Симе шепнули местные девчата, что она туда пошла, и он махнул в ближайший лес, благо было теплое время. Долго ли он мог там протянуть, костра толкового разжечь не умея? Без спичек? Как он прожил в лесу два месяца до октября? Это был уже сорок третий. Как Сима узнал, что фронт снова подходит к Солопову? Радио же не было. Откуда они вообще брали информацию? Поди дознайся. Вроде бы он с партизанами наладил связь. Есть записка от лесного вожака: Юхим Шевченко делал им поддельные немецкие документы. Ну ясно, с его-то квалификацией художника и ретушера. Надо думать, партизаны его передержали до октября у себя? А потом, как сам пишет в повести, «побрел по оврагам, по болотным гатям в сторону, откуда шумело сражение. Когда идешь обратно, все зависит от того, будет ли у тебя винтовка».
Винтовку он нашел. И три патрона. Фронт в советскую сторону переходил с оружием.
На фильтрации опять повезло. В комиссии сидел бывший бухгалтер из его театра. Такое в романах бывает, а это в жизни было. Бухгалтер помог лучше, чем можно у любого бога выпрашивать. Симу не отправили из нацистского лагеря в сибирский, как многих, кто был в плену. Симе предоставили привилегию снова оказаться под огнем. На передовой, на переправах, в раздолбанных грузовиках, по пояс в грязюке, в гуле солдатского мата. Настоящий счастливчик.
Ну а было дано деду счастье до войны? О, и как еще! Радость любопытства, пища для жадного глаза, запах сцены, пыльный занавес и свет на рампу. Друзья, дело, успех. И главное – пышные волосы Лерочки, ее быстрые глаза. У него под пальцами ложбинка, скользкая, шелковая, вдоль спины у Леры, от лопаток до четкой поясницы. Впадины у ключиц. Светлое ее дыхание во сне. Примирения в конце его припадков ревности, когда она быстро гладила и щекотала его затылок. Первый смех дочки. Когда пришли за тестем и за шурином, Люка бойко ползала и уже начинала ходить. А назвали они доченьку Лючией, потому что в том году Жалусский запойно оформлял «Лючию ди Ламмермур».

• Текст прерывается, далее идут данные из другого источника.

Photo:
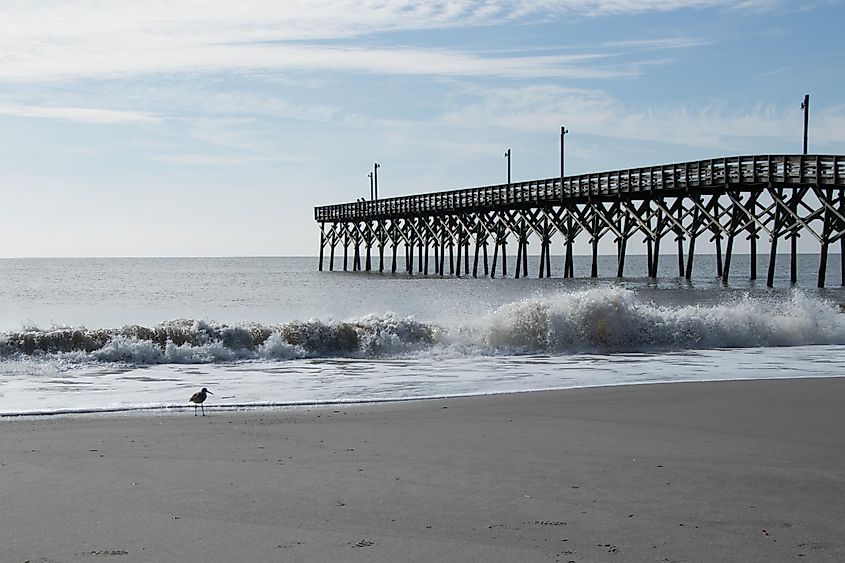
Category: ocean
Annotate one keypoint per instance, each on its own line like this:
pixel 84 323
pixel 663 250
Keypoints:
pixel 129 335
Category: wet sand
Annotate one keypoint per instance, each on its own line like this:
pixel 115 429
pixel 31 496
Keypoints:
pixel 729 471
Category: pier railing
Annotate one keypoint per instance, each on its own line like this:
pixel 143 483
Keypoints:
pixel 699 175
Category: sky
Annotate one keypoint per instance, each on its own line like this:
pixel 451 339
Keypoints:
pixel 197 128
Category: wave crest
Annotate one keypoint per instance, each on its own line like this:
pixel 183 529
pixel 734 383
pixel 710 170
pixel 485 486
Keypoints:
pixel 595 320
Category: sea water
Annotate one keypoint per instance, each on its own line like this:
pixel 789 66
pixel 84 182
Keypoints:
pixel 106 335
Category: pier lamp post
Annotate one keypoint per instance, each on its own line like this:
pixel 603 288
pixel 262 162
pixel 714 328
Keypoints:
pixel 805 105
pixel 376 166
pixel 563 132
pixel 508 156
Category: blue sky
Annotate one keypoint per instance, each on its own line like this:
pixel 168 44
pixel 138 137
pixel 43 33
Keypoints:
pixel 188 128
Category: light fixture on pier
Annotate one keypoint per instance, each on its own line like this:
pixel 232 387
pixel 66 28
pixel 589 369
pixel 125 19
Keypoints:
pixel 805 105
pixel 508 156
pixel 376 166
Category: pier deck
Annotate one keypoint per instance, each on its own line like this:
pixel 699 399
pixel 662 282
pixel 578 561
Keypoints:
pixel 781 196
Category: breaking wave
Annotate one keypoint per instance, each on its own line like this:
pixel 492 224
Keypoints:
pixel 597 320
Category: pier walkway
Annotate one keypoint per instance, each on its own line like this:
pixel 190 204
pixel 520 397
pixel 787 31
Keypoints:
pixel 779 196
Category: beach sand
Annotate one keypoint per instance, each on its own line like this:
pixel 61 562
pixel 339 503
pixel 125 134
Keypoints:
pixel 730 471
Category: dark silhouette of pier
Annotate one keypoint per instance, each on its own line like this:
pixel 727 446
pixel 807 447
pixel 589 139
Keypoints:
pixel 773 196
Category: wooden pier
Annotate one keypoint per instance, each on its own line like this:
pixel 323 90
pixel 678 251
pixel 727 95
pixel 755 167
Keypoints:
pixel 775 196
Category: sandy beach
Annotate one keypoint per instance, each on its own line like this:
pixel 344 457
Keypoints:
pixel 731 471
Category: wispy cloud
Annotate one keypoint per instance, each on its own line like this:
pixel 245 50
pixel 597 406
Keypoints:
pixel 51 40
pixel 537 109
pixel 79 114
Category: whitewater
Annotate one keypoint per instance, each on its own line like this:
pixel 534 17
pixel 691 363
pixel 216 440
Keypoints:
pixel 129 335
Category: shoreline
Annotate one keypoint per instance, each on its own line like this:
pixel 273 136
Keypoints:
pixel 726 471
pixel 246 408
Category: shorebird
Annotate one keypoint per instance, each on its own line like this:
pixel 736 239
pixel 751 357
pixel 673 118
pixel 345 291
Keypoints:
pixel 198 398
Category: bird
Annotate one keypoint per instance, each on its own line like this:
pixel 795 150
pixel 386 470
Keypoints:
pixel 198 398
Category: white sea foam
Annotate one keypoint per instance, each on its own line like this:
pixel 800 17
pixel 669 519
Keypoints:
pixel 605 320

В тридцать седьмом ночью три уполномоченных с дворником и с соседом из шестой квартиры вперлись за Лериным отцом, инженером, увели навсегда. Все в квартире с того обыска перестали спать. И точно, энкавэдэшники явились новой ночью, на этот раз за Лериным братом. А Симу, хоть он и сидел без сна и вслушивался в щелчки лифта, не арестовали. В коммунальной комнате, откуда выводили их, Сима остался над оползшим холмом растерзанных книг и топтаных фото, с рыдающей Лерой на плече. Она сжимала отцово обручальное кольцо «Герш и Лиза 1910» – отец сунул ей, когда звонили в дверь.